Monday, November 04, 2013

On Question from Ninth Circuit, Delaware Supreme Court Reaffirms Narrow Fraud Exception to Continuous Ownership Rule for Derivative Actions

Answering a question from the Ninth Circuit Court of Appeals, the en banc Delaware Supreme Court ruled that shareholders cannot maintain a derivative action under the fraud exception to Delaware’s continuous ownership rule after a merger that divests them of their ownership interest in the corporation on whose behalf they sue by alleging that the merger at issue was necessitated by, and is inseparable from, the alleged fraud that is the subject of their derivative claims. At the same time, the Court, in an opinion by Justice Holland, reaffirmed the continuous ownership rule, and the limited fraud exception to that rule, recognized by its 1984 holding in Lewis v. Anderson. (Arkansas Teacher Retirement System, et al. v. Countrywide Financial Corporation, et al., Delaware Supreme Court, No. 14, 2013, September 10, 2013, Holland, J.)

The derivative action was brought in federal court by five institutional investors asserting state and federal derivative claims for breach of fiduciary duty and securities law violations.

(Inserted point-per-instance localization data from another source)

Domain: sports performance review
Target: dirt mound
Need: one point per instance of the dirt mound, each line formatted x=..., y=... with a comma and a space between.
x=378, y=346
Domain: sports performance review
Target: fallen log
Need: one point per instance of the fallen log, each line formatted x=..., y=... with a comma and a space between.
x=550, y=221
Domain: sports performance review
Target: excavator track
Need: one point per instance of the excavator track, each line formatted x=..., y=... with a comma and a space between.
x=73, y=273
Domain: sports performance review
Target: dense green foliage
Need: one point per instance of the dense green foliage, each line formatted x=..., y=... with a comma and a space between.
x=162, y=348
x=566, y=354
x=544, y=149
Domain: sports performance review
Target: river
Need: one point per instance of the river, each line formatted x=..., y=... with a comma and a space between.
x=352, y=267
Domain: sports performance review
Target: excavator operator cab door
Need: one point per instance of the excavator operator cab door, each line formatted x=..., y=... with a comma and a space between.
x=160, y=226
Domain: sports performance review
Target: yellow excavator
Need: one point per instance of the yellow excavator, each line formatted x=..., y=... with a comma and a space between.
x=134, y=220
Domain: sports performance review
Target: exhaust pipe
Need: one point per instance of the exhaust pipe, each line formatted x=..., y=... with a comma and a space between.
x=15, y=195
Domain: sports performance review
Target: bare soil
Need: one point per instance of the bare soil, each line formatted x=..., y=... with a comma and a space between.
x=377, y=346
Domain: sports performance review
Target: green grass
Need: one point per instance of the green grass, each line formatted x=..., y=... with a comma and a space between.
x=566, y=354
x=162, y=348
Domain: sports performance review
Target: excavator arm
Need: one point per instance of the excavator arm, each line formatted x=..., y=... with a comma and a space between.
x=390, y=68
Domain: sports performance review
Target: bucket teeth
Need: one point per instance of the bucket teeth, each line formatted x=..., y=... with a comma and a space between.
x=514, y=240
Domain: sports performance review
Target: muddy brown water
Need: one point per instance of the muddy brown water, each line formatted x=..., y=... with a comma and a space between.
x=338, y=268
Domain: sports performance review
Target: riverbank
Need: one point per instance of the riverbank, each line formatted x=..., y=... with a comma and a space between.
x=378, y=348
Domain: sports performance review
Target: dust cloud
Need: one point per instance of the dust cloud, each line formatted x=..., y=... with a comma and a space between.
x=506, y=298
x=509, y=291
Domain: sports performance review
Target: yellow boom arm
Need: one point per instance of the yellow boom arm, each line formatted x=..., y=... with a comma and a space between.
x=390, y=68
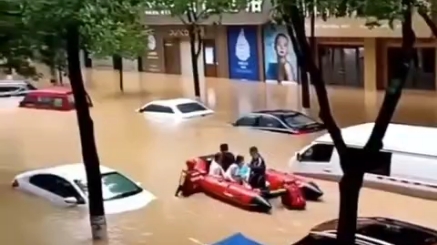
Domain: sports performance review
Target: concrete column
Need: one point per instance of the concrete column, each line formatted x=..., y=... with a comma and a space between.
x=370, y=57
x=435, y=65
x=187, y=71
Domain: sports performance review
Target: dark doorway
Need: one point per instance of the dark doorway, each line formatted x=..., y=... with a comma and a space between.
x=209, y=58
x=88, y=61
x=140, y=63
x=117, y=62
x=172, y=60
x=342, y=65
x=422, y=71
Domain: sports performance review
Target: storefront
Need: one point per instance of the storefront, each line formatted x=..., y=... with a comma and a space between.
x=169, y=51
x=246, y=47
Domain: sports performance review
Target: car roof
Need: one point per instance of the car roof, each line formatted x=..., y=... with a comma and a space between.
x=71, y=171
x=398, y=138
x=278, y=112
x=173, y=102
x=13, y=82
x=363, y=221
x=52, y=90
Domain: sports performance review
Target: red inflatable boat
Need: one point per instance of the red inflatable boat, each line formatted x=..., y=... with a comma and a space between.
x=195, y=179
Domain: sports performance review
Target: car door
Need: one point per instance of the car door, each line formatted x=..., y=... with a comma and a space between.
x=7, y=90
x=157, y=111
x=53, y=188
x=271, y=123
x=247, y=121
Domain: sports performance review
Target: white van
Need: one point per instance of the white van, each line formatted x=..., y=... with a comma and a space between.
x=13, y=91
x=410, y=161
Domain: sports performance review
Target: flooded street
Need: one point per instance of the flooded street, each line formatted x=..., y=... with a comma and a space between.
x=154, y=154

While the suit was pending in the federal district court, the company merged into a wholly-owned subsidiary of Bank of America Corporation in a stock-for-stock transaction that divested the plaintiffs of their shares.

Continuous ownership rule. In Anderson, the Court held that for a shareholder to have standing to maintain a derivative action, the plaintiff must not only be a stockholder at the time of the alleged wrong and at the time of commencement of suit but must also maintain shareholder status throughout the litigation. These two conditions precedent to initiating and maintaining a derivative action are referred to as the contemporaneous ownership and the continuous ownership requirements. The contemporaneous ownership requirement is imposed by statute, noted the Court, while the continuous ownership requirement is a matter of common law. But the Court also recognized a narrow exception to the loss-of-standing rule when the merger itself is the subject of a claim of fraud, being perpetrated merely to deprive shareholders of their standing to bring or maintain a derivative action.

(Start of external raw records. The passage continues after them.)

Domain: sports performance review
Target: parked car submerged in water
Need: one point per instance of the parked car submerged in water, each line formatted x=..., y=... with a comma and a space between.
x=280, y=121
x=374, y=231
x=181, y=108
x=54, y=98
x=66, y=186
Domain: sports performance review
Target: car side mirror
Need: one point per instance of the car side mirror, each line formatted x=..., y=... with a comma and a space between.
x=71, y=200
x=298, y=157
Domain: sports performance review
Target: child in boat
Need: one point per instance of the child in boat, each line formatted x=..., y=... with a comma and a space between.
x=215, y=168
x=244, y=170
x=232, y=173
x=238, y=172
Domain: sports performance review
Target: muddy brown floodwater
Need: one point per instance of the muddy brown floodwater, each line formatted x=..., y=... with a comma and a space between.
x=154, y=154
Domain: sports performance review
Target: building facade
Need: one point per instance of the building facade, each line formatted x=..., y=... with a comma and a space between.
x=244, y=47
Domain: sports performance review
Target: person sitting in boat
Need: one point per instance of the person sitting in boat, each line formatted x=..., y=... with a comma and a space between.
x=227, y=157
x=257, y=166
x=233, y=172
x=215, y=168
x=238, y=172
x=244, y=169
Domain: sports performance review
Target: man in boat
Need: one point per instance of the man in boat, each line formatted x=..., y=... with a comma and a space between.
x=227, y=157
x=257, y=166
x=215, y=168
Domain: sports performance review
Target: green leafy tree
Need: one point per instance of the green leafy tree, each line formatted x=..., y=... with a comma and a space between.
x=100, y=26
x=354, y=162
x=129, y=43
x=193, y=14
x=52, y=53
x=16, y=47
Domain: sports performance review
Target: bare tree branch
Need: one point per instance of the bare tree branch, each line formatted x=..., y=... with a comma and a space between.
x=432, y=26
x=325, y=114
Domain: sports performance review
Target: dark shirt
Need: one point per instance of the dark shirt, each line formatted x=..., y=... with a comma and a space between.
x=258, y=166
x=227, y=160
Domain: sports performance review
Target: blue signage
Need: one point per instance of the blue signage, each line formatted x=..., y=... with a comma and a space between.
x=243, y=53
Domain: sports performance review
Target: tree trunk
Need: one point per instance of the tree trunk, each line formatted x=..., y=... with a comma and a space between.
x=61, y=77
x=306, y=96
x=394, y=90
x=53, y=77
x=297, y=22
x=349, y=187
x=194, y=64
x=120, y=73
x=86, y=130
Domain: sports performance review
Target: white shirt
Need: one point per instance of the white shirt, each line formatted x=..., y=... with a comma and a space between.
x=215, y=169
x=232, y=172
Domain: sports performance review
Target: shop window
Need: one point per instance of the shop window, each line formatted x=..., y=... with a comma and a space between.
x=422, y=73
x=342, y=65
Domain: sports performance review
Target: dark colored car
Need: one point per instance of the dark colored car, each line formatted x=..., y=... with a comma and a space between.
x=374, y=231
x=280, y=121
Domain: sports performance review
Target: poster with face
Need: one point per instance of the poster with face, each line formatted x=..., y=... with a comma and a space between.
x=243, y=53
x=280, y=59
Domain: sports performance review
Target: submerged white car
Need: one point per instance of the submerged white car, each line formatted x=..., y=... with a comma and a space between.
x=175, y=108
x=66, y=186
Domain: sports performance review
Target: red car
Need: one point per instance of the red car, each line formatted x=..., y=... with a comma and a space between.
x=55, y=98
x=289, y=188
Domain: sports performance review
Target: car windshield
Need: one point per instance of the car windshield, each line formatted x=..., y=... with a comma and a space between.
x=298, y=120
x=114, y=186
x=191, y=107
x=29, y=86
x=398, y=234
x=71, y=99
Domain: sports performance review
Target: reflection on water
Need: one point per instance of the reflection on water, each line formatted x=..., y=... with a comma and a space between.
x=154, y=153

Fraud exception. The Court emphasized that Lewis v. Anderson is settled Delaware law and has been consistently followed since 1984. The Court said that its 2010 decision in Arkansas Teacher Retirement Systems v. Caiafa, which arose from the same underlying facts and involved the parties to this appeal, did not change the Lewis v. Anderson equation.

Moreover, in Arkansas Teacher, the Court unequivocally stated that the company’s merger with BofA had extinguished the plaintiffs’ standing to pursue derivative claims. After that ruling, the Court discussed, in dictum, certain direct claims that the plaintiffs could have brought, but did not. But the Court emphasized here that that dictum did not overrule sub silentio more than twenty-five years of precedent that consistently held that the fraud exception applies only where the sole purpose of a merger is to extinguish shareholders’ derivative standing.